Narrow networks cause many people to receive out-of-network bills, which insurers won’t pay. According to a NORC survey, 60% of Americans experienced a surprise medical bill in 2018. Media stories have exposed this dark side of American health insurance and sparked calls for reform. In the year By 2020, 33 states had settled delinquent accounts. However, federal laws such as the Employee Retirement Income Security Act and Air Ambulance prevented state regulation of employer-funded health plans, prompting congressional action.

The No Surprises Act requires insurers to cover out-of-network services in several key situations:

  • Care and air ambulance transport to emergency rooms and urgent care centers
  • For non-network physicians working in network hospitals
  • Because of inaccurate network directories for inadvertently out-of-network care, patients now pay more for in-network services.

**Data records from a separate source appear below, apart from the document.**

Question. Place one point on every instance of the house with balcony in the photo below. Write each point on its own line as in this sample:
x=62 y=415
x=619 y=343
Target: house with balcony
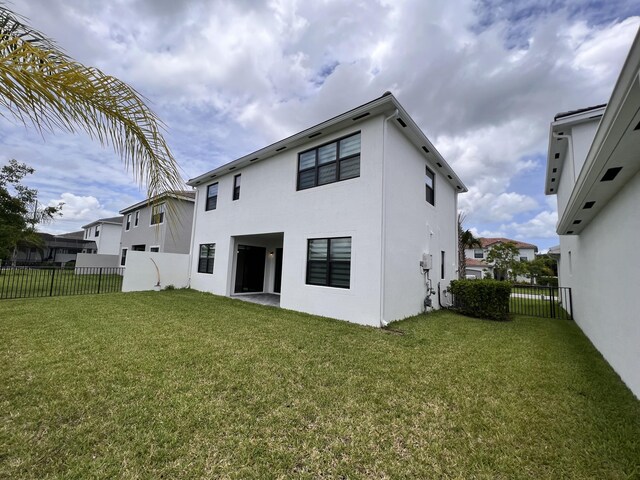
x=593 y=169
x=161 y=224
x=353 y=218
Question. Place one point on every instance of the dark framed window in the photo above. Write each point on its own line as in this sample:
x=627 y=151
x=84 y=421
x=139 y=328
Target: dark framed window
x=157 y=214
x=430 y=185
x=236 y=187
x=212 y=197
x=329 y=163
x=207 y=255
x=329 y=262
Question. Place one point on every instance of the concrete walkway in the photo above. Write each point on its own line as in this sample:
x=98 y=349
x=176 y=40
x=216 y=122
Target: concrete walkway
x=270 y=299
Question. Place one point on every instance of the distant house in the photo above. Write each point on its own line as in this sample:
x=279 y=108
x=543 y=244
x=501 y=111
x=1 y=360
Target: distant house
x=105 y=232
x=593 y=168
x=57 y=249
x=354 y=218
x=161 y=224
x=477 y=264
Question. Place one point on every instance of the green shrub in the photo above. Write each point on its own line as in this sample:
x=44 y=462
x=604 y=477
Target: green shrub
x=482 y=298
x=547 y=281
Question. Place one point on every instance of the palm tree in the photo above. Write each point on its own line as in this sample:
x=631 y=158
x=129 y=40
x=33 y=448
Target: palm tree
x=40 y=85
x=465 y=240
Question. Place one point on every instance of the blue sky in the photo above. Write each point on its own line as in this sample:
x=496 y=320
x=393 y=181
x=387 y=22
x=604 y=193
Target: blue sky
x=483 y=80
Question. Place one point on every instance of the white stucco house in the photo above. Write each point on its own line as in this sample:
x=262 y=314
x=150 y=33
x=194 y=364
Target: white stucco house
x=593 y=168
x=353 y=218
x=105 y=232
x=477 y=265
x=162 y=224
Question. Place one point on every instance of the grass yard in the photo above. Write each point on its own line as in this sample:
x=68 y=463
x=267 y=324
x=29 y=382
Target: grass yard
x=181 y=384
x=45 y=282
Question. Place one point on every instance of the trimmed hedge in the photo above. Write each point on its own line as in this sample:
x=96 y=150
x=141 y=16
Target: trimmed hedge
x=482 y=298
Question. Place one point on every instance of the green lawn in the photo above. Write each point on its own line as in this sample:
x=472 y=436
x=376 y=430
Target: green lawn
x=180 y=384
x=36 y=282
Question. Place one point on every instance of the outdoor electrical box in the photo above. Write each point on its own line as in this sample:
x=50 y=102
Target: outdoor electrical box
x=427 y=261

Following the wishes of some hospitals and doctors, the no-surprise rule does not set prices. Instead, it requires insurers and insurers to negotiate rates within 30 days or accept a binding arbitration award. In arbitration, the insurer and network operator make a price proposal and the arbitrator selects the most reasonable offer, with the loser paying the cost of the arbitration. The new federal rules direct the arbitrator to accept the offer that most closely represents the cost of the medical care received, taking into account the average payment rate in the network and six factors related to the patient, the medical care received and the caregiver.

In this way, the No Surprises Act encapsulates the main toxic ingredients of the US health care recipe: complexity, costly administration, and ongoing funding wars. The bill authorizes $500 million to fund the arbitration and regulatory system. The Department of Health and Human Services estimates insurers will invest $5 billion to implement the act, and operating costs could average $1 billion annually.

Congress rejected two simple options: require all physicians to join the same insurance network as their hospitals, or require insurers to pay hospitals for all services and require hospitals to reimburse physicians for their services. Physician lobbying blocked both proposals, which would have forced caregivers to accept much lower network payments. Congress also rejected paying for out-of-network care at average prices set by Medicaid, Medicare or large private insurers, the model employed by Medicare Advantage for out-of-network care.

Caregivers remain free to impose higher prices on 30 million uninsured Americans because Congress has failed to cap the cost of medical care, such as Medicare or Medicaid.

U.S. insurers and employers believe that restricted networks and out-of-pocket costs will limit overall costs by reducing the amount of care and premiums paid. They don’t. Hospital admissions are 20% less and physician visits are 40% less than in the average high-income democracy in the US, but US health spending per capita is twice as high, due to higher prices, administrative costs, underserved rights, and caregiver shortages and fragmentation.

Emergency bills are private health insurance symptoms of chronic illness. Not surprisingly, legislation reflects the government’s preference for short-term and narrow thinking about large, ongoing and complex health care problems. While it may help people hit by sudden emergency bills, this act ignores others who are hurt long-term by out-of-pocket costs, narrow networks and high premium costs.

The No Surprises Act was not intended to improve insurance design, control costs, or encourage settlement agreements between payers and caregivers. As a result, the financial games will continue. Caregivers can still shell out high premiums, and insurers are inefficient but create disproportionately high out-of-pocket cost-sharing for Americans unlucky enough to need care. Lawyers, as always, will be busy.

By cutting gangrenous surprise bills, the No Surprises Act will help preserve business as usual — for now.

Mark Rodwin is Professor of Health Law and Policy at Suffolk University Law School in Boston. Alan Sager is Professor of Health Policy and Management at Boston University School of Public Health.